An eye for an eye leaves the whole world blind. –Attributed to Gandhi
I was on the road last Friday and didn’t hear the news about the horrific attacks in Paris until evening, when I reached my hotel in Pueblo. I was so exhausted from the drive and from the talk I had given in Colorado Springs that the images and sounds from the television across the lobby at first didn’t penetrate.
When I realized what was happening, my heart sank.
More violence, more carnage, more hatred. All in the name of–religion?
Not exactly. In the name of the kind of anger and hatred that sometimes mask themselves as religion. The sort of thing that gave us the Crusades in the Middle Ages, the Spanish Inquisition, and Hitler’s attempt to annihilate the Jews (and the Romany and other groups he regarded as “diluting” what he considered the Aryan Race). Or here in North America, the Indian Wars and forced assimilation of Native Americans.
All of which masqueraded as Christianity, or more precisely, the pseudo-Christianity of extremists who conveniently forgot one of the Ten Commandments: “Thou shall not kill.”
Islam has a similar prohibition. “The Quran says that nobody can take a life,” a newspaper story quotes Abiba Trabacke, a French Muslim woman saying in response to hecklers as she and several other Muslim women visited a memorial site after the Paris attacks. Trabacke likened the killers to Nazis, adding: “They have nothing to do with us.”
I believe she is right: the extremists behind the Paris attacks have nothing to do with most of the world’s Muslims. But I fear we will respond to these attacks with the same kind of prejudice, intolerance, and outright hatred that the Paris attackers showed to those they killed and wounded.
I worry that my American friends who follow Islam, people who are peaceful and productive, ordinary folks like you and me, will be harassed or worse.
Humans are a tribal species, with a strong tendency to draw lines between “us”–the people we regard as part of our group or tribe–and “them,” the others we don’t identify with, who don’t look or think like we do. (How else can we explain the phenomenon of gated communities, the popularity of pick-up trucks belching polluting diesel smoke, or more tragically, the deaths of so many young Black men?)
In the wake of these latest attacks, it is prudent to be cautious. But not to hate and thus add fuel to the violence.
Instead of increasing the destruction in the Middle East and other parts of the world where extremism grows, let’s instead work together to rebuild roads and schools and farms and homes, and the rest of the infrastructure that affords jobs, food, and settled lives.

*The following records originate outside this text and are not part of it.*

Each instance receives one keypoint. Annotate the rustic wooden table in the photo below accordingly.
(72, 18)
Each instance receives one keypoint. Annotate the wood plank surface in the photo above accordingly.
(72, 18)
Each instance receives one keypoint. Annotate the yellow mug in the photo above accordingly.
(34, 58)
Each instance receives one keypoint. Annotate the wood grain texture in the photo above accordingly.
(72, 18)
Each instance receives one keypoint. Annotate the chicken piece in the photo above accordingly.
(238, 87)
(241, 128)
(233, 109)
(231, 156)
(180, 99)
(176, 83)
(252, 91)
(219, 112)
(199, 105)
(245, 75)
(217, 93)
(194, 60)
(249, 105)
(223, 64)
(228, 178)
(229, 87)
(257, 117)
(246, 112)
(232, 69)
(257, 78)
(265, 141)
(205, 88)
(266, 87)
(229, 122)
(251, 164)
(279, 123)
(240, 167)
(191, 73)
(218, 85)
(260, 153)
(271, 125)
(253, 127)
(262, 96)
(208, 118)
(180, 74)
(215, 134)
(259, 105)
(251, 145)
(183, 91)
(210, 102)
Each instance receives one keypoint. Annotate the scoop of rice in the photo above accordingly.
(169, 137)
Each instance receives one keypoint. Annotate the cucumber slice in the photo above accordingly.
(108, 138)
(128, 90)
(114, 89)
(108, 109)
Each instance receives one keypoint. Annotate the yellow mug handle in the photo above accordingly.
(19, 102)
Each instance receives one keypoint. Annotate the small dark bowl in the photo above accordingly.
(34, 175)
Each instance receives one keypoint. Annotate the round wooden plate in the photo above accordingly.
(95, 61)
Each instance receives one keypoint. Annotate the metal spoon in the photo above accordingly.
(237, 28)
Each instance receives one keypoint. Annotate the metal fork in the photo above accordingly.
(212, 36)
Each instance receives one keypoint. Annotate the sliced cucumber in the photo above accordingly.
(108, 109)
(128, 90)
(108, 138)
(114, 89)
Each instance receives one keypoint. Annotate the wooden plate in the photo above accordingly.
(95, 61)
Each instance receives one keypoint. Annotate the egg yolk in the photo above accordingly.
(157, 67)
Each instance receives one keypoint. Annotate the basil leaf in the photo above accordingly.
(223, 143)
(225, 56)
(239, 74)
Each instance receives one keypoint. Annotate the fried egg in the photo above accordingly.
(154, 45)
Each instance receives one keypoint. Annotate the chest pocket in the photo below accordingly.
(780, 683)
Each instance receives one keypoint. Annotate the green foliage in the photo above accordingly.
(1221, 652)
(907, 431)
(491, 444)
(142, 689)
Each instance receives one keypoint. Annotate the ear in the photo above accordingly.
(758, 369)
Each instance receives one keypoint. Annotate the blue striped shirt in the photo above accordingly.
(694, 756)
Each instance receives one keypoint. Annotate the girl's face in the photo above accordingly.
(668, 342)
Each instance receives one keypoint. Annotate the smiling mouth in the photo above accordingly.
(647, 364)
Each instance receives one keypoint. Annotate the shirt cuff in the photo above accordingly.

Let’s give the region’s displaced and disenfranchised people a reason to stay home instead of undertaking perilous treks away, only to end in refugee camps or impoverished communities where they are live as outsiders, ripe for the kind of hateful talk that begets more violence.
After World War II, we cooperated to rebuild Germany in the Marshall Plan. Why not pursue a Marshall Plan of sorts for Syria and the other war-torn countries of the Middle East? Why not grow houses instead of hatred, food instead of fanatics, community instead of whole cultures displaced and homeless?
Let’s re-commit ourselves to the core teachings of the world’s religions, the words about loving our neighbors as ourselves, about being people of peace. Let us be examples of the best of humanity, not its worst.
That, it seems to me, is the best way to honor the victims of the horrific attacks in Paris and elsewhere.
Artist Jean Jullien‘s “Peace for Paris” drawing has become a symbol of global solidarity and hope.